There’s one common thread that runs throughout Special Olympics weekend.

 Regardless of the intent, University students are naturally inclined to serve.  

I must admit that I was preoccupied with many non-service related tasks for the majority of the weekend. Although I did serve, at first I was more concerned with school-related obligations. 

The rigorous demands of a fifteen-page ethics research paper due on Monday, a science test on Wednesday and of course, writing this article consumed my weekend.  

I sat inside my dorm room, pecking away at the worn keys on my Dell laptop, hoping to help mold my ethical framework by exploring the topic for my research paper .

 With each tap on the spacebar, each time the pinky of my right hand extended to the outskirts of my keypad to hit the “enter” button, I felt less and less fulfilled.  

But as the DJ in front of Bartley played Taylor Swift’s “Shake It Off” for the 10th time that Saturday morning, I knew I was being called to do something greater.  

I slipped on some boots and a sweatshirt and walked down the stairs of Sheehan Hall, exiting through the main door.  

Two of my friends were at a booth, operating a classic carnival machine known as the “Hi-Stricker” or “Strongman” game where the contestant will hit the base of the object with a hammer, shooting a metal ball up a pole to ring a bell.  

I walked over as one of the athletes ran up to the device, raised his hammer and whacked the base, shooting the metal object up, hitting the bell with the ring of success. 

 The athlete turned and looked at my friends and I, threw his hands up in the air in victory and went around to high-five us all.

His deep, blue eyes expressed something you’d have to see in person to understand.

I’m almost certain  that the look in his eyes was pure joy. It was at this point that I realized the ethics paper could wait.  Studying for my science exam could wait. 

I realized that writing this very article needed to be put into perspective.  

I saw that learning about the geological makeup of our earth for my upcoming test didn’t really matter in the grand scheme of things.

As I looked around and saw the expansive community of Villanova students, faculty and staff sharing in the joys of the Special Olympics, I was inspired by their vigor and enthusiasm for helping others. 

My experiences writing papers and my short stint serving in the quad were both important, but service has another meaning that transcends the academic and professional realms.  

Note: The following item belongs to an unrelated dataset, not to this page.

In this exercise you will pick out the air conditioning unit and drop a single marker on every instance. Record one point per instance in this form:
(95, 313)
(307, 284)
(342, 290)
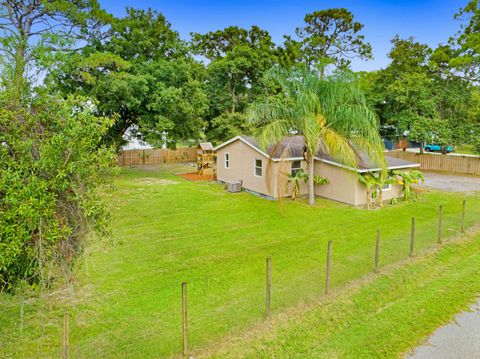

Indeed, we cannot write papers, study for tests and live a normal life if it weren’t for the service we give to one another each and every day. I know people have served me throughout my life.  I spent the first few years of my life always at my mother’s side, as she read books to me and taught me to love learning.  

My father has sacrificed thousands of hours putting in extra work at his job so I could afford to go to a private high school and college.  

The Villanova community has served me as well, through organizations like The Villanovan, my friends and clergy.  

You, too, have had people serve you and you, too, have served others.  

Is there a better feeling in the world than seeing the joy of helping others, or to experience that joy after being helped yourself?  

Watch the transformation from comfortable fall into the harsh winter and consider how you serve others. 

 Indeed, we are all the withering leaves on the November trees, destined for our fall to be buried below the comforting blanket of snow.  

This reality isn’t scary—it’s liberating.  

It means that everything we do for one another, every single connection each and every day, matters because we have a finite time to experience the holy sensation of loving and serving each other. 

Is there a better way to live than to help ensure that other leaves don’t fall?